Cyt c in PBS was first oxidized and treated with 1 mM MNPE or the control condition (CTR) in the presence of 20 mM NaN₃, 20 mM histidine, 5 mM DABCO or 10 μM β-carotene at 37 °C for 1 h. After gel filtration of cyt c on the PD10 column, caspase activity was measured in a cell-free reconstitution system. Data represent relative activities of caspase-9 and -3 to control experiments that were performed with fully oxidized cyt c (CTR).

Figure 6. Effects of singlet oxygen on redox state of cyt c

After incubation of either oxidized (A) or reduced (B) cyt c (8 μM) with 0, 1, 3 or 5 mM MNPE for 1 h at 37 °C, spectral changes between 370 and 800 nm were measured. Informative spectral ranges are shown. (A) Spectral traces shown from bottom to top (↑) correspond to oxidized cyt c that was treated with 0, 1, 3 or 5 mM MNPE. (B) Spectral traces shown from top to bottom (↓) correspond to reduced cyt c that was treated with 0, 1, 3 or 5 mM MNPE. (C) Absorbance changes at 550 nm of oxidized or reduced cyt c (8 μM) in the presence of 1 mM MNPE were continuously recorded for 60 min. (D) Spectral changes between 600 and 720 nm are shown. Spectral traces shown from top to bottom (↓) correspond to oxidized cyt c (50 μM) that was incubated with 0 (top), 1 (middle) or 5 (bottom) mM MNPE for 1 h at 37 °C.

Figure 7. EPR spectra of oxidized cyt c treated with or without MNPE at 77 K

(A) The spectrum of oxidized cyt c (4 mM) without MNPE, (B) the spectrum of oxidized cyt c with 1 mM MNPE, and (C) the spectrum of oxidized cyt c with 5 mM MNPE are shown. Cyt c (4 mM) was incubated in PBS. Instrumental conditions were: sweep time, 8 min; time constant, 0.3 s; modulation amplitude, 0.5 mT; modulation frequency, 100 KHz; and microwave frequency, ≈9.2 GHz.

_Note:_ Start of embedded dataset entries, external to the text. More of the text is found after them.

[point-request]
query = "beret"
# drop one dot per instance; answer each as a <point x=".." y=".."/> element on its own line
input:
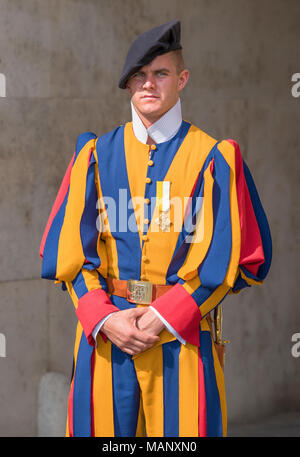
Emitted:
<point x="148" y="45"/>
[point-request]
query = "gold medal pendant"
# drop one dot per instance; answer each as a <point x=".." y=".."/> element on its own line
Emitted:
<point x="163" y="198"/>
<point x="163" y="221"/>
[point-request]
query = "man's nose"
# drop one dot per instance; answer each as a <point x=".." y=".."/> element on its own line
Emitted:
<point x="149" y="82"/>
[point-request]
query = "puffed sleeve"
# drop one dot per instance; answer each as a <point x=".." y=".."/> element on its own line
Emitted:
<point x="71" y="249"/>
<point x="229" y="249"/>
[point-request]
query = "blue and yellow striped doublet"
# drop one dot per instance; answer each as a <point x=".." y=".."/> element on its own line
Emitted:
<point x="104" y="224"/>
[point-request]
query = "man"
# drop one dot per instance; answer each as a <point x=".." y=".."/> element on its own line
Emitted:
<point x="154" y="224"/>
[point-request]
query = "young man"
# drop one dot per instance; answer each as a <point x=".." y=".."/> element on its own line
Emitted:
<point x="154" y="224"/>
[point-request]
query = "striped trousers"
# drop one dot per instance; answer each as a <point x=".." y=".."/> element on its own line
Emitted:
<point x="170" y="390"/>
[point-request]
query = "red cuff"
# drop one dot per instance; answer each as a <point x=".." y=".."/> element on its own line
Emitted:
<point x="181" y="311"/>
<point x="92" y="308"/>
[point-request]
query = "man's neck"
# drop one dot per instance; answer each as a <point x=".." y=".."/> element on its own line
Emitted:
<point x="163" y="129"/>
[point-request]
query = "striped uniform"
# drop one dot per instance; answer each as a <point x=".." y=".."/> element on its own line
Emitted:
<point x="96" y="230"/>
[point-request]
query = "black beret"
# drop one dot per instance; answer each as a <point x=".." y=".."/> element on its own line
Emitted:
<point x="148" y="45"/>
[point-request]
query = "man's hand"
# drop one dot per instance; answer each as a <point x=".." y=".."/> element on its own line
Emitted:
<point x="121" y="329"/>
<point x="150" y="323"/>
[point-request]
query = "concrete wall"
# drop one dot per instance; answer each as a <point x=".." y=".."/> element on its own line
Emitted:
<point x="62" y="60"/>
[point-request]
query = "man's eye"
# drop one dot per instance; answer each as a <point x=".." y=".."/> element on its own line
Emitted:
<point x="138" y="75"/>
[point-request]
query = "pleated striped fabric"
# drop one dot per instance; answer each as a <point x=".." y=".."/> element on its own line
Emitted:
<point x="104" y="223"/>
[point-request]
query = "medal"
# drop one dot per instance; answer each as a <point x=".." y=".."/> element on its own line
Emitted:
<point x="163" y="199"/>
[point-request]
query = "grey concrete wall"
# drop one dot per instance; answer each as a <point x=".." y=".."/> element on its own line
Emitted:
<point x="62" y="60"/>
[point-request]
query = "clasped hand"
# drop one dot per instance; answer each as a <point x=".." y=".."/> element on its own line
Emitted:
<point x="133" y="330"/>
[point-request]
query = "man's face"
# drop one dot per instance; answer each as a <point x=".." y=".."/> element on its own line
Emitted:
<point x="154" y="89"/>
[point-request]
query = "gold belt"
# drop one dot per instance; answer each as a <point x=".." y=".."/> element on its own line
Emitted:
<point x="140" y="292"/>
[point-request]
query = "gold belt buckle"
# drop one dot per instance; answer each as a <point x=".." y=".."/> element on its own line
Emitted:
<point x="139" y="292"/>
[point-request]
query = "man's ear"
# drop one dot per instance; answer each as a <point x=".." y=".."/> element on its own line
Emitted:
<point x="183" y="79"/>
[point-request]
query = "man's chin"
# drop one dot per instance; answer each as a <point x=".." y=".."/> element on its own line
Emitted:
<point x="150" y="107"/>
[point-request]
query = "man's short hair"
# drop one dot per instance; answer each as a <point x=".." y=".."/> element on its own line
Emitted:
<point x="179" y="61"/>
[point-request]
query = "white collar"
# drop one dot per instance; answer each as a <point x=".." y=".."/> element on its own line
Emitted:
<point x="162" y="130"/>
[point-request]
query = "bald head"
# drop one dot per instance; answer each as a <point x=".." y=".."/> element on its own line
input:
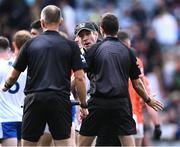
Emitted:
<point x="20" y="37"/>
<point x="51" y="14"/>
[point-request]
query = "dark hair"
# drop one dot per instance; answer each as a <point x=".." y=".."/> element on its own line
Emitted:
<point x="51" y="14"/>
<point x="122" y="35"/>
<point x="36" y="24"/>
<point x="109" y="24"/>
<point x="4" y="43"/>
<point x="21" y="37"/>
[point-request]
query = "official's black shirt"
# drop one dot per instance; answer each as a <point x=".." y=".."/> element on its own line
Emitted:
<point x="110" y="65"/>
<point x="50" y="59"/>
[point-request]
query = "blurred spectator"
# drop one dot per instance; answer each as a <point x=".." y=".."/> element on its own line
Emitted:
<point x="165" y="26"/>
<point x="69" y="17"/>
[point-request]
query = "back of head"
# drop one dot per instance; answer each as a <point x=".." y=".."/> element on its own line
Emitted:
<point x="122" y="35"/>
<point x="36" y="24"/>
<point x="51" y="14"/>
<point x="20" y="37"/>
<point x="109" y="24"/>
<point x="4" y="43"/>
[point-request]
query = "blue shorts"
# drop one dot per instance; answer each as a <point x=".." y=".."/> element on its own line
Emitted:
<point x="11" y="130"/>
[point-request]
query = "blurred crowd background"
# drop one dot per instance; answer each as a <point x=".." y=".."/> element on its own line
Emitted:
<point x="154" y="28"/>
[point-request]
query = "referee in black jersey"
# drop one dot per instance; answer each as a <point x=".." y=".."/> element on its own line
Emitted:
<point x="49" y="59"/>
<point x="110" y="65"/>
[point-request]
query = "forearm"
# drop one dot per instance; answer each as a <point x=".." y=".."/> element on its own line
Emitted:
<point x="141" y="90"/>
<point x="154" y="116"/>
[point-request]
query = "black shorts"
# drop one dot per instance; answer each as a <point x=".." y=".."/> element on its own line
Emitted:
<point x="46" y="107"/>
<point x="105" y="122"/>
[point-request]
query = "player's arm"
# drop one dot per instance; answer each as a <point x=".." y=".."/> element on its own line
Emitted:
<point x="11" y="79"/>
<point x="150" y="100"/>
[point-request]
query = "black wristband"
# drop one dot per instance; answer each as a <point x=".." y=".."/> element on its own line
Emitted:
<point x="148" y="100"/>
<point x="84" y="105"/>
<point x="7" y="85"/>
<point x="157" y="126"/>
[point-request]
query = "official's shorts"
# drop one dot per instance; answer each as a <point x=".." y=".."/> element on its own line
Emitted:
<point x="117" y="121"/>
<point x="46" y="107"/>
<point x="73" y="112"/>
<point x="10" y="130"/>
<point x="140" y="131"/>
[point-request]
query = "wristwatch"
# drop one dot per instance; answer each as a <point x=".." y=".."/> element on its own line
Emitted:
<point x="84" y="105"/>
<point x="148" y="100"/>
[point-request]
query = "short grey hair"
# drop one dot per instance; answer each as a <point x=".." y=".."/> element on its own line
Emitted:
<point x="51" y="14"/>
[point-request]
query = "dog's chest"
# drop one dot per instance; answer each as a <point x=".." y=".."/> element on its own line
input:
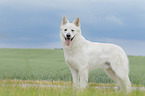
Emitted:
<point x="74" y="59"/>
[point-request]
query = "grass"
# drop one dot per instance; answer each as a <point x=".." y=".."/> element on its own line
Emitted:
<point x="14" y="88"/>
<point x="47" y="66"/>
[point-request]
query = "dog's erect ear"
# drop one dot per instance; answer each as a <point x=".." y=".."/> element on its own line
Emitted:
<point x="64" y="21"/>
<point x="77" y="22"/>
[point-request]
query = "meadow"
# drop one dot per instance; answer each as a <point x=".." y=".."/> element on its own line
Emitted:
<point x="49" y="65"/>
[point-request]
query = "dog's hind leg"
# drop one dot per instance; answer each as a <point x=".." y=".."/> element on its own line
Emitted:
<point x="120" y="66"/>
<point x="112" y="74"/>
<point x="83" y="72"/>
<point x="75" y="75"/>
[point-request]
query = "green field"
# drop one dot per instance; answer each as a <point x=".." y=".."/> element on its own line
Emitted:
<point x="49" y="64"/>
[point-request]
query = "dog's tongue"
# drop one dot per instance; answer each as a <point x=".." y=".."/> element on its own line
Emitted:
<point x="68" y="41"/>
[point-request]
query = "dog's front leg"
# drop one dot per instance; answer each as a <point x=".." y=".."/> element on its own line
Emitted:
<point x="75" y="75"/>
<point x="83" y="77"/>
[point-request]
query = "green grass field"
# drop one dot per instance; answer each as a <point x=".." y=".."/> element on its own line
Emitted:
<point x="49" y="64"/>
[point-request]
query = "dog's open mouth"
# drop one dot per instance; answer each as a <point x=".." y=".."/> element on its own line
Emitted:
<point x="68" y="40"/>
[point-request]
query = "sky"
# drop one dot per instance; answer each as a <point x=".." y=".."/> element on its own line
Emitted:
<point x="36" y="23"/>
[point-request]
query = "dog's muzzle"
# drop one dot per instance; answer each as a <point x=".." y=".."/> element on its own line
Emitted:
<point x="68" y="39"/>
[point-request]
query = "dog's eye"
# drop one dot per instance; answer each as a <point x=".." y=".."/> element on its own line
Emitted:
<point x="72" y="30"/>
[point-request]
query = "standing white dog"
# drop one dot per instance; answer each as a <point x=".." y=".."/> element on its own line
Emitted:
<point x="82" y="55"/>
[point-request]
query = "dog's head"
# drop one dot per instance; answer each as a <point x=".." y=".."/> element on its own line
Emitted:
<point x="69" y="31"/>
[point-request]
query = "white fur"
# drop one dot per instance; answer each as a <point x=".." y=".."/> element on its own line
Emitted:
<point x="82" y="56"/>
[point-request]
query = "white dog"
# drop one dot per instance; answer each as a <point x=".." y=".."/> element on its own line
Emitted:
<point x="82" y="55"/>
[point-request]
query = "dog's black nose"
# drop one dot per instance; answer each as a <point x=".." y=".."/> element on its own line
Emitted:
<point x="68" y="35"/>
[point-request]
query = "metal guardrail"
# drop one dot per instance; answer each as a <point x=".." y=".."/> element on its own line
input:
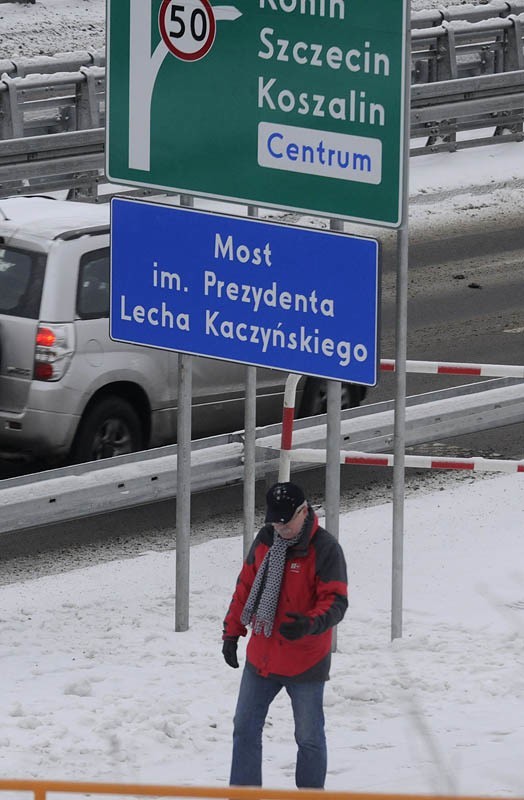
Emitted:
<point x="445" y="116"/>
<point x="462" y="48"/>
<point x="141" y="478"/>
<point x="441" y="112"/>
<point x="467" y="91"/>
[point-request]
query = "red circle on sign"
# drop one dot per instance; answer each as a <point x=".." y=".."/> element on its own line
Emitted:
<point x="184" y="55"/>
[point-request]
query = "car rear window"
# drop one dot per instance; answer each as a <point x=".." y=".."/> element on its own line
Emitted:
<point x="21" y="281"/>
<point x="93" y="285"/>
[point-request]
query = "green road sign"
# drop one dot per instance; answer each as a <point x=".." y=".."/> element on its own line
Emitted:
<point x="292" y="104"/>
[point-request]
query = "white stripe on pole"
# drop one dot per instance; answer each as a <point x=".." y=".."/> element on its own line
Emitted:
<point x="311" y="455"/>
<point x="455" y="368"/>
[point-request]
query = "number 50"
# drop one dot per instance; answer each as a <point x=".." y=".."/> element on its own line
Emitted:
<point x="187" y="27"/>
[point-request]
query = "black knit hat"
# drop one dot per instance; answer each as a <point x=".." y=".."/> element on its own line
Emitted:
<point x="282" y="501"/>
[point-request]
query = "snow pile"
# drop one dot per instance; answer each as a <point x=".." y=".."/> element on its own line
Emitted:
<point x="97" y="685"/>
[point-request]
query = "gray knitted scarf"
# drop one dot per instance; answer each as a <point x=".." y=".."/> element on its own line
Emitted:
<point x="261" y="605"/>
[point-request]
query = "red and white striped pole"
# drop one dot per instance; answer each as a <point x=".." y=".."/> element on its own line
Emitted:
<point x="318" y="456"/>
<point x="388" y="365"/>
<point x="456" y="368"/>
<point x="288" y="418"/>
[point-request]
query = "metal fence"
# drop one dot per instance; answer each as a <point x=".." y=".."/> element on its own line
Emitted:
<point x="467" y="91"/>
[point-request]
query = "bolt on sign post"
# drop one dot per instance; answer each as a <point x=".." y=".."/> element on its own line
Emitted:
<point x="292" y="104"/>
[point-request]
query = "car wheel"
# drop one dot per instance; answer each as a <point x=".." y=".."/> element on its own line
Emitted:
<point x="109" y="428"/>
<point x="314" y="400"/>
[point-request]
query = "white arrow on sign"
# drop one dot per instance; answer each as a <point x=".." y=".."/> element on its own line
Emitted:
<point x="143" y="71"/>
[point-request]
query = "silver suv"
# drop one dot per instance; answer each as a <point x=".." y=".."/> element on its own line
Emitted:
<point x="67" y="389"/>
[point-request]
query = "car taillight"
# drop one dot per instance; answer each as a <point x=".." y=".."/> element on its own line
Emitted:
<point x="54" y="347"/>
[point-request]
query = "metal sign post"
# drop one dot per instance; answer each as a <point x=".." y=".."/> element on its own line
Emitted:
<point x="401" y="355"/>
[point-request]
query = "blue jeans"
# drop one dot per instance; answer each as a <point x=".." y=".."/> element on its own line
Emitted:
<point x="254" y="698"/>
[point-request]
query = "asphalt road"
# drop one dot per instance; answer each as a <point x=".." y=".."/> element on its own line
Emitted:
<point x="466" y="304"/>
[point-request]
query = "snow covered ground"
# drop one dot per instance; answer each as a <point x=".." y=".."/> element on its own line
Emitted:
<point x="97" y="685"/>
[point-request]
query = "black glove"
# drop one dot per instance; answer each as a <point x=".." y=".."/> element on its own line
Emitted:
<point x="229" y="651"/>
<point x="297" y="629"/>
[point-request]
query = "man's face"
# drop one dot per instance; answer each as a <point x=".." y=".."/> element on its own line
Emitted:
<point x="288" y="530"/>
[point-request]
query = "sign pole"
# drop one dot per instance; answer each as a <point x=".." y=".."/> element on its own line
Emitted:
<point x="183" y="476"/>
<point x="401" y="354"/>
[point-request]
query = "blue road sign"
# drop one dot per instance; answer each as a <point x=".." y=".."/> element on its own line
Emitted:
<point x="245" y="290"/>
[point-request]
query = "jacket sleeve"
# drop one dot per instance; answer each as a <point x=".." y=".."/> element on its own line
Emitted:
<point x="232" y="624"/>
<point x="331" y="600"/>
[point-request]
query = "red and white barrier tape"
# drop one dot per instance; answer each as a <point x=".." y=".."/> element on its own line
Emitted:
<point x="452" y="368"/>
<point x="314" y="456"/>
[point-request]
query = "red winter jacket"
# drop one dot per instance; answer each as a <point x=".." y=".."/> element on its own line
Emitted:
<point x="315" y="584"/>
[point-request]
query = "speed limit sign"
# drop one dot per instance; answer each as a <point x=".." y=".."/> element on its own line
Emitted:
<point x="187" y="27"/>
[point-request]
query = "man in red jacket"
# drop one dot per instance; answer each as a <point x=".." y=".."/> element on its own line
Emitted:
<point x="291" y="591"/>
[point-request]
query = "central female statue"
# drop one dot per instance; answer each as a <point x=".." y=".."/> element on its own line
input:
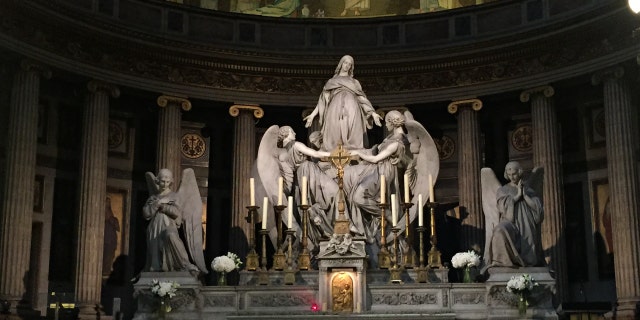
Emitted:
<point x="343" y="110"/>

Figure 8. Irreversible dysfunction of cyt c by treatment with singlet oxygen

Cyt c was first fully oxidized, and then treated as indicated. After the treatments, a cell-free caspase-activation assay was performed. Data represent relative activities of caspase-9 and -3 to control experiments that were performed with fully oxidized (Ox) cyt c. CTR, control.

Figure 9. Elevated carbonyl contents in singlet oxygen-treated cyt c

(A) Carbonyl contents of oxidized cyt c (100 ng) that were treated with or without 1 mM MNPE for 1 h at 37 °C were assessed by an Oxyblot kit. Protein staining by Coomassie Brilliant Blue (CBB) was performed to show equal protein loading. (B) Quantification of the band intensity was performed for five assays by densitometric scanning of X-ray films. Data represent the mean values±S.D. relative to the control sample (without MNPE treatment).